Interview: Michael Stonebraker, greatest living contributor to database technology

Michael Stonebraker, described as the greatest living contributor to database technology, on how he adjusts to the award and what trends he foresees in database management systems and big data.

Here is the Interview in People of ACM series
with Michael StonebrakerMichael Stonebraker, the recipient of the 2014 ACM Turing Award for fundamental contributions to the concepts and practices underlying modern database systems. Throughout his career, he has proven the practical application of his research, founding several successful companies to commercialize his work, including Ingres (acquired by ASK and then CA), Illustra (acquired by Informix), Cohera (acquired by PeopleSoft), Streambase (acquired by TIBCO), Vertica  (acquired by HP), VoltDB, Paradigm4, and Tamr.

He is now adjunct professor at the MIT CSAIL Lab where he is co-founder and co-director of the Intel Science and Technology Center for Big Data. Previously, he was a professor of CS at UC Berkeley for 29 years.

Michael is a person I greatly admire. For those of you who are not members of ACM, here is the ACM Interview:

ACM: How has your recognition as an ACM Turing Award recipient affected your research and your future direction?

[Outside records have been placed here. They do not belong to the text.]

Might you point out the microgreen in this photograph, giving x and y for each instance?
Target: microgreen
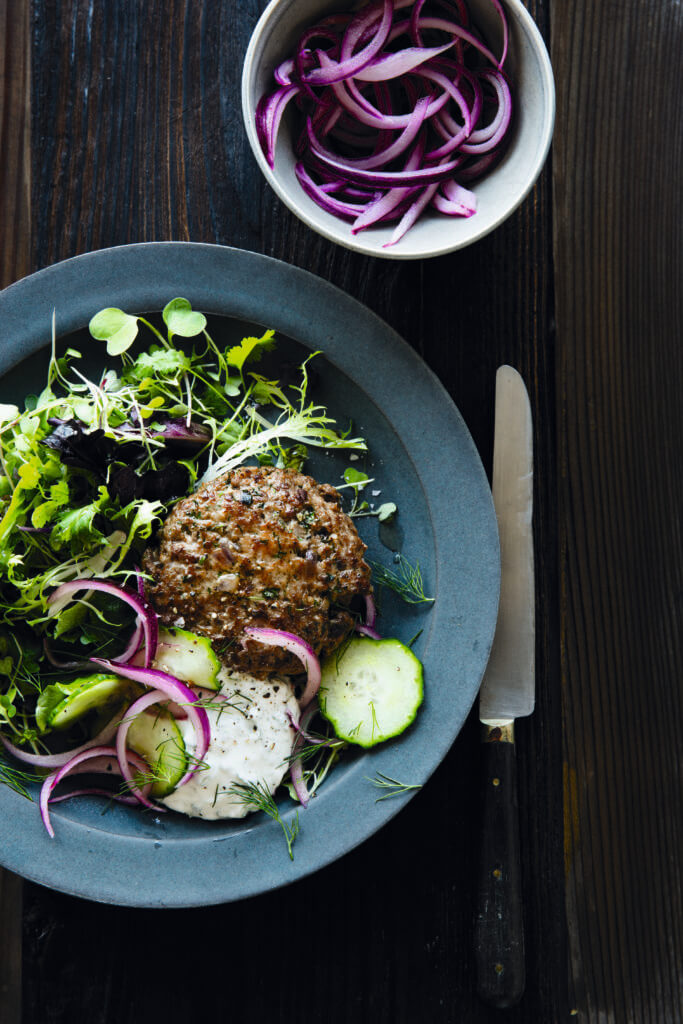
(391, 786)
(89, 467)
(115, 327)
(181, 318)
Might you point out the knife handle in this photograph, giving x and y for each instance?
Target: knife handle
(499, 938)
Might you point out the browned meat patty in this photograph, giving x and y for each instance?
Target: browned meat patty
(259, 547)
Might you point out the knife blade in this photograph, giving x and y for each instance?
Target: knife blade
(507, 693)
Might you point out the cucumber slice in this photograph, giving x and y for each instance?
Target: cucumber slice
(187, 656)
(60, 705)
(158, 738)
(372, 691)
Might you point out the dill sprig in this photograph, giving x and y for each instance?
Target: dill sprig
(392, 786)
(406, 581)
(258, 797)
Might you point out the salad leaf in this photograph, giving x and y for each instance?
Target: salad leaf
(115, 327)
(250, 348)
(181, 318)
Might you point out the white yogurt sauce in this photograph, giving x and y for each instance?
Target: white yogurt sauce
(251, 740)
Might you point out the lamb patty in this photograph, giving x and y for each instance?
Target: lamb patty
(259, 547)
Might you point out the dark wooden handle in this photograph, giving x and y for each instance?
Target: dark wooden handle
(500, 929)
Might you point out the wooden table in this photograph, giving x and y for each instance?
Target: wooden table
(120, 122)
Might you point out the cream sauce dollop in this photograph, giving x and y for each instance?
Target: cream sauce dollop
(252, 738)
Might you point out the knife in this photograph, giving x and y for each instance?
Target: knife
(507, 693)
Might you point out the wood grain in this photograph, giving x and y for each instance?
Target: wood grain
(617, 209)
(136, 134)
(14, 263)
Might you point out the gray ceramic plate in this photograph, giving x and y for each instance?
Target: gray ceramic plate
(422, 458)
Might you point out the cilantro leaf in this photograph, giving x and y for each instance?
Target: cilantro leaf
(160, 363)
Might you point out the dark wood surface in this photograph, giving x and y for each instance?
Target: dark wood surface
(120, 122)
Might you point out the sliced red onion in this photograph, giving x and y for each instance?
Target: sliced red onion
(348, 150)
(350, 66)
(268, 116)
(53, 780)
(371, 610)
(176, 690)
(367, 631)
(146, 616)
(397, 65)
(57, 760)
(397, 147)
(295, 645)
(459, 201)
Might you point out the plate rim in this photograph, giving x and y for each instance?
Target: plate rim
(202, 266)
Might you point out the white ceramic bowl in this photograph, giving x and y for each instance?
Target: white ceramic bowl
(498, 194)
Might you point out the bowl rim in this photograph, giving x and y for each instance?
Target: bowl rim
(516, 10)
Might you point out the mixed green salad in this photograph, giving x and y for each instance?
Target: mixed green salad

MS: So far, I am still absorbing the fact that I won. I am just putting one foot in front of the other, and continuing with day-to-day activities. I am involved in two large research projects and three external companies that keep me very busy. Previous award winners have said they spent quite a bit of time giving talks, so I expect to "be on the road" during the next year. I am sure that experience will give me new perspective and ideas.

How do you feel about being described by Curt Monash as "the greatest living contributor to database technology," and what trends do you foresee in relational database management systems (RDBMS)?

Aw, shucks.... I think the RDBMS market is in a "watershed" transition at the present time. The DBMS market, in general, has expanded from just business data processing to a much broader marketplace with more diverse requirements. In addition, in most major markets, newer systems have a substantial competitive advantage over the legacy implementations from the major vendors. For example, in the data warehouse market, column stores have largely replaced the legacy row stores as the dominant architecture. I expect similar transitions in other markets. Put differently, I think we live in very interesting times...

As a "serial entrepreneur" of technology companies, how important do you think it is for computing innovators to engage in both research and practice in the big data field?

In the DBMS research space the ultimate judge of good ideas is the commercial marketplace. What differentiates "the rubber meets the road" from "the rubber meets the sky" is real-world usage. As such, it is crucial to talk to real-world DBMS users and find out what their issues are and then try to solve them. I would strongly advise DBMS researchers to do just that.

What insights can you share on the balance between security and privacy in light of today's extensive practice of data mining by both government and private entities?

I am not an expert in this field, but that never stops me from making comments. Our cell phones geo-position us whenever they are on. Most of our transactions (credit cards, utility bills, etc. ...) are recorded somewhere. Our Fitbits record our activity. The list goes on and on. As such the amount of data recorded on each of us is mind-numbing, and is largely owned by private companies or the government. It is clearly a legislative agenda item to restrain the use of such data.

As an innovator of database technology, what advice would you give to students who are pursuing careers in this burgeoning field?

I think "data science" will be incredibly important as analytics move from conventional business intelligence (SQL aggregates) to more complex technology (regression, predictive models, data clustering, etc. ...). In addition, alternate processors (FPGAs, GPUs, etc. ...) are something for DBMSs to try to take advantage of. Main memory will continue to get larger and larger while non-volatile RAM will appear on the scene in a few years. Peta-scale data warehouses will become commonplace. Hence, I expect "big data" to be important for a long time to come. My advice to students: get well trained in the up-and-coming techniques and technologies.